Of course if you never ever have a need for that kind of version number (or whatever other "problem area" we apply this principle to) and only ever write one piece of software, you're fine with roll your own. But this is (one way) how libraries get "bloated". The fact that they are libraries (or frameworks if we think a little wider) need to take care of "all the problems" and not just a very specific one. Especially if it's open source and not an in-house only library which attracts lots of people with lots of different variations on the same problem. It's very hard to have a very opinionated stance of "this is what you get, change your version number standards, I'm not changing my library". Of course you can do that, but your library will probably end up in obscurity. The "can deal with anything you throw at us" is probably going to be more popular and if there's no Linus type guy doing code reviews before accepting contributions, you end up with sub-optimal code very quickly.

I've done the opposite before. I came to a code base that had various variations on sending email notifications for batch jobs. Like literally 20 jobs with 20 variations (well maybe it was 15 different ones with different types of bugs and quirks). I extracted them into an in-house library for sending a standardized version of these emails. In the end it had accumulated quite a few features for adjusting the email template, attaching various formats of output, automatically zipping it up etc. I'm pretty sure you might call it "bloated". In reality it made things better (consistent) for the users receiving those, easier for us to understand errors, faster to code new jobs and just calling one standard function that everyone knew how to use and that all bugs had been ironed out from over time. Import library, call function.

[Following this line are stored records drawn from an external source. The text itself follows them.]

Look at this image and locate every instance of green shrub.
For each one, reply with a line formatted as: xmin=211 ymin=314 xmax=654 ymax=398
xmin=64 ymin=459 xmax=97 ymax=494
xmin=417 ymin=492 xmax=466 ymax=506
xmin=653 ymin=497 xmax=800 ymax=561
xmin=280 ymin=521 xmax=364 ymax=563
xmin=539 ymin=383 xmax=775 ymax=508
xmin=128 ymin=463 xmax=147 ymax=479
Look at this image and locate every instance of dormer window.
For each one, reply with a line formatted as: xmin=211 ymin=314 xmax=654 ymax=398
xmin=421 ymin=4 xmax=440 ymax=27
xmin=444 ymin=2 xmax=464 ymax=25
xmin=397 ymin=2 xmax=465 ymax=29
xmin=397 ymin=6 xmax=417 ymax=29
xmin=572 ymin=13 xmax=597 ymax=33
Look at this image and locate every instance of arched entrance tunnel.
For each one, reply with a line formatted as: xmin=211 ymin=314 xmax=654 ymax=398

Instead of deciding which other project to copy the email sending code from, finding out where in the mess of code it was, throwing it away again because "Oh yeah right, that project's version of it can't deal with this type of attachment etc.

TIL python type hints: https://docs.python.org/3/library/typing.html

Thanks.

Little bit off topic perhaps but why encode the types a second time in the comment when you already have the annotations?
Its a numpy style docstring. PyCharm can be configured to auto generate them. I guess I just add the types to be thorough.

Ideally I want to generate api documentation via a tool. A long time ago I wrote a script to parse the AST and generate markdown from the docstrings and function information, but it was mediocre and I haven't wanted to use sphinx because its too heavy and doesn't seem to produce ideal markdown output.

numpy seems to sometimes use type hints in the docstring, other times not: https://numpydoc.readthedocs.io/en/latest/format.html#parame...

This was one of the interview questions for my first ever programming internship at 19.
why do you split the strings instead of comparing them directly ?

  >>> '99' > '11'
  True
  >>> '100' > '11'
  False
oh, I understood that the number of digit was always the same
As described it probably is, but using string comparison would make what is already fairly fragile (they must have the same number of components) even more fragile and sensitive to change (they must now always have dots and digits in the same place, and the failure mode is now completely invisible). More stuff to be aware of. In practice I find precious few actually fixed-width formats like this, and more than a few pieces of software have struggled to go from version 9 to 10 or 99 to 100 because of bad assumptions. Or even date formats, two digit year was fine until 2000 when you either wrapped around to zero again, or went up to 100 (and some date APIs have modelled years as the number of years since 1900 in this way).